# DataFrame LookUp Test

Go through the process of checking query speeds on a dataframe in which each row contains the entire article or in which each row is split by sentence. There are certainly quicker ways of doing some of the things in here. Notice for example that the dataframe is loaaded into memory and it is also copied in a couple of places (so that all of them are held in memory).

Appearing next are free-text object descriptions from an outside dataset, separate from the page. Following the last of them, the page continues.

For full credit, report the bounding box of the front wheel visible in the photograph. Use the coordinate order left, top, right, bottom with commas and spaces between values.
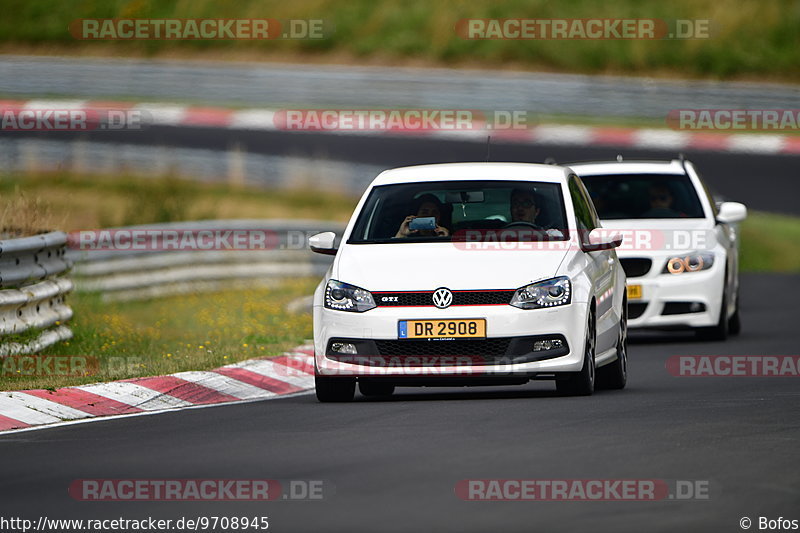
315, 375, 356, 402
597, 299, 627, 390
556, 309, 595, 396
728, 285, 741, 335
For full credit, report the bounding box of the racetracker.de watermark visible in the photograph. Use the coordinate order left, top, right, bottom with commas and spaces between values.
666, 356, 800, 377
69, 19, 330, 40
0, 355, 97, 377
667, 109, 800, 131
0, 108, 147, 132
455, 479, 711, 501
1, 356, 153, 378
67, 229, 330, 251
455, 19, 711, 40
317, 355, 499, 376
450, 228, 717, 252
274, 109, 548, 131
68, 479, 326, 501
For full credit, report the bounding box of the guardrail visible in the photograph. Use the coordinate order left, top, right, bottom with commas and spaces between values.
0, 231, 73, 356
67, 219, 344, 302
0, 221, 343, 356
0, 139, 383, 197
2, 55, 798, 118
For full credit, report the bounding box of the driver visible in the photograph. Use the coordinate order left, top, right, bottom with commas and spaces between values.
506, 188, 543, 229
643, 183, 684, 217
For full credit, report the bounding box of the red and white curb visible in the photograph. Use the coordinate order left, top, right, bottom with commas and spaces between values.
3, 99, 800, 155
0, 345, 315, 434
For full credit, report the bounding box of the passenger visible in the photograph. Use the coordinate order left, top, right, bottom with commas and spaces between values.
395, 194, 450, 237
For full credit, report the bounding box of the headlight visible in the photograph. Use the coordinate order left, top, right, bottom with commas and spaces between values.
662, 252, 715, 274
324, 280, 376, 312
509, 276, 571, 309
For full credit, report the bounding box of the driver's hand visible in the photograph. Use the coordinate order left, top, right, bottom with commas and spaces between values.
434, 225, 450, 237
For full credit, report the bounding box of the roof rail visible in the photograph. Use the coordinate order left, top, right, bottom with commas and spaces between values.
678, 152, 689, 174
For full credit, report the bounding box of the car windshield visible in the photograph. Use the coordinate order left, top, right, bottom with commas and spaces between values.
578, 173, 705, 219
348, 180, 569, 244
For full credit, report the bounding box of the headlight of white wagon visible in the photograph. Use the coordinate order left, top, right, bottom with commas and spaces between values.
325, 280, 377, 312
662, 252, 715, 274
509, 276, 571, 309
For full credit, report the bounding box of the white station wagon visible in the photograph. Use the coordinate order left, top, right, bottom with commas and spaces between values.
571, 159, 746, 340
309, 162, 627, 401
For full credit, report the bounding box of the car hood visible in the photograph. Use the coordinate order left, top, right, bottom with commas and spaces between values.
334, 243, 570, 291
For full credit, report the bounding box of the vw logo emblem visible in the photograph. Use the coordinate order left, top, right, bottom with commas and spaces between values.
432, 288, 453, 309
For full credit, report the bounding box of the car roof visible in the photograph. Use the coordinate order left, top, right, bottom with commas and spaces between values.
567, 159, 687, 176
370, 162, 571, 186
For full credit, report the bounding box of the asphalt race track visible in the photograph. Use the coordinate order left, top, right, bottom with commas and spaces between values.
1, 273, 798, 532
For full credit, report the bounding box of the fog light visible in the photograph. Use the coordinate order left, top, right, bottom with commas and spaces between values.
690, 302, 702, 312
533, 339, 563, 352
331, 342, 358, 355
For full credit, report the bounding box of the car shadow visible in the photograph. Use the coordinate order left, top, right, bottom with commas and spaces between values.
628, 329, 698, 345
355, 384, 628, 403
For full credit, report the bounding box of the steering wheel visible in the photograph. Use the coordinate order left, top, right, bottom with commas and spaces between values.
503, 221, 542, 229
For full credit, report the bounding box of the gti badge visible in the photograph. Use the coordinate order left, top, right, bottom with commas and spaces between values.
432, 287, 453, 309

For very large frames this should be batched.

## 1. Get some random data from a source .txt files of BBC articles

In [1]:
# get some mickey mouse data
import subprocess
dwnld = subprocess.run('wget http://mlg.ucd.ie/files/datasets/bbc-fulltext.zip', shell=True, capture_output=True)
unzip = subprocess.run('unzip bbc-fulltext.zip', shell=True, capture_output=True)


## 2. Load this into a dataframe

In [5]:
# add it to my dataframe
import pandas as pd
df = pd.DataFrame( columns=['Filename','RawText','NormText'] )

# words I will "remove" when normalising text
normalised_removals = ['the','and','of','if','then','when','etc']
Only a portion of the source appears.